Quatre disparitions de journalistes dans l’État de Michoacán attendent toujours leur élucidation

Quatre journalistes sont toujours portés disparus dans l’État de Michoacán (Sud-Ouest), l’un des épicentres de l’offensive fédérale contre les cartels de la drogue, engagée peu après l’investiture du président Felipe Calderón, en décembre 2006. La disparition de José Antonio García Apac, le 20 novembre 2006, a précédé de peu le déclenchement des opérations. Quatre ans plus tard, personne ne sait ce qu’il est advenu du directeur de l’hebdomadaire local Ecos de la Cuenca (lire aussi le rapport de mission).


Le Michoacán est notamment connu pour son redoutable cartel – “La Familia” – dont l’un des chefs, Arnaldo Rueda, a été arrêté en 2009. Au cours d’un récent déplacement dans la région, Reporters sans frontières a malheureusement constaté l’impasse totale dans les différentes enquêtes. Pourtant, comme nous l’a confié son président Víctor Manuel Serrato Lozano, la Commission des droits de l’homme de l’État (CEDH) a diligenté quelque 600 actions concernant 123 affaires de disparitions survenues dans la période 2008-2010.


Onze dossiers de plaintes concernant des agressions contre des journalistes s’empilent dans les bureaux de la CEDH. La plupart de ces violences ont trait à des perquisitions illégales et des menaces impliquant la police ou les forces armées. Les attaques envers la presse sont tout autant imputables aux fonctionnaires qu’au crime organisé. Les pesanteurs bureaucratiques, tant au niveau des États qu’à l’échelon fédéral, expliquent également la déperdition de dossiers qui se devaient d’être traités en priorité.


Au Mexique, le code pénal fédéral définit la notion de “disparition forcée” uniquement dans des cas impliquant des fonctionnaires ou les dépositaires d’une charge publique. Par ailleurs, la qualification de “disparition” n’entre pas dans le cadre des délits punis par le code pénal de l’État de Michoacán. Juridiquement donc, les quatre affaires récentes concernant des journalistes sont instruites en tant que “privations illégales de liberté”. En réponse à ce flou légal, les différentes administrations concernées, qu’elles soient locales ou fédérales, n’ont de cesse de se renvoyer mutuellement les dossiers.

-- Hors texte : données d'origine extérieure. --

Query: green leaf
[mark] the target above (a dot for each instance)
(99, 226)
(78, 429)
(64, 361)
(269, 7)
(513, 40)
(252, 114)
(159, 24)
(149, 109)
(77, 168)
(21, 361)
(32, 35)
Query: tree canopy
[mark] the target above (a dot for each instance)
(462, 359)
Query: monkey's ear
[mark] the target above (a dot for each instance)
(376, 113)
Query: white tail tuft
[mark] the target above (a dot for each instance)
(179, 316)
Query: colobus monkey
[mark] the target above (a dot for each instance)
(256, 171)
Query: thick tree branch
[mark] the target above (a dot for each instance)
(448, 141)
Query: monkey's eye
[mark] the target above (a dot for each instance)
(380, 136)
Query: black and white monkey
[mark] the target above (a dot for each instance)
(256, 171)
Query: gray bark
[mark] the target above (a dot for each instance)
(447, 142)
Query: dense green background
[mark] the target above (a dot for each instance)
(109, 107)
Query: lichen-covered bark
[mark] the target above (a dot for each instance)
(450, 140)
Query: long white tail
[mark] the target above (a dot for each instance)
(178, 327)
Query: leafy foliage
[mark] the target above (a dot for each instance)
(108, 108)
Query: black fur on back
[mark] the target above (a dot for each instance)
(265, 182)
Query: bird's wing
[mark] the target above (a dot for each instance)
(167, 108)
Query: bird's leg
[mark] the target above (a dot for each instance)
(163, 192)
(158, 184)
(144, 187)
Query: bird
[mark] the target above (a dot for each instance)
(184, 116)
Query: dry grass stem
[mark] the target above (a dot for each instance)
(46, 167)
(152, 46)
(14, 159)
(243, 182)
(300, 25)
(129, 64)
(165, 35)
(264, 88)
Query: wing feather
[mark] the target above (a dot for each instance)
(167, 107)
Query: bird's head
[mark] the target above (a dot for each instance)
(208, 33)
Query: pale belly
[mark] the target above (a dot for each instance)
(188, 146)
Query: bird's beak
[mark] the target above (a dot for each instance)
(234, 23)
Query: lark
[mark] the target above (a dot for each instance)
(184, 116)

Pendant ce temps, les familles des quatre journalistes disparus du Michoacán s’épuisent à relancer les autorités afin d’obtenir des réponses.


L’enquête sur la disparition de José Antonio García Apac est pratiquement revenue au point mort. Le dossier a fait l’objet d’une procédure dite de “réserve” à trois reprises – la dernière remontant à mars 2008 -, faute d’éléments nouveaux susceptibles de relancer les recherches. D’après ses proches, le journaliste détenait des informations concernant les collusions avec le narcotrafic de fonctionnaires de l’État et de municipalités du Michoacán. Une situation dont José Antonio García Apac avait, à plusieurs reprises, tenté d’alerter les autorités fédérales peu avant sa disparition.

Le cas de Mauricio Estrada Zamora n’a guère plus avancé. Le journaliste, correspondant du quotidien régional La Opinión de Apatzingán, est porté disparu depuis le 12 février 2008. Au lendemain de sa disparition avait paru un article signé de lui, relatif à la détention d'une bande de narcotrafiquants dans la localité d'Aguililla. Un agent du groupe "anti-enlèvement" avait alors confié à la famille y voir un lien de cause à effet. Selon une autre version, le journaliste entretenait un différend avec un surnommé "El Diablo" (le diable), en fait un policier de l'ex-Agence fédérale d'investigation (le FBI mexicain) entièrement affectée à la lutte antidrogue. Les raisons du conflit n'ont jamais été révélées et "El Diablo" a été muté hors du Michoacán, le 11 février 2008, veille de la disparition du journaliste de La Opinión.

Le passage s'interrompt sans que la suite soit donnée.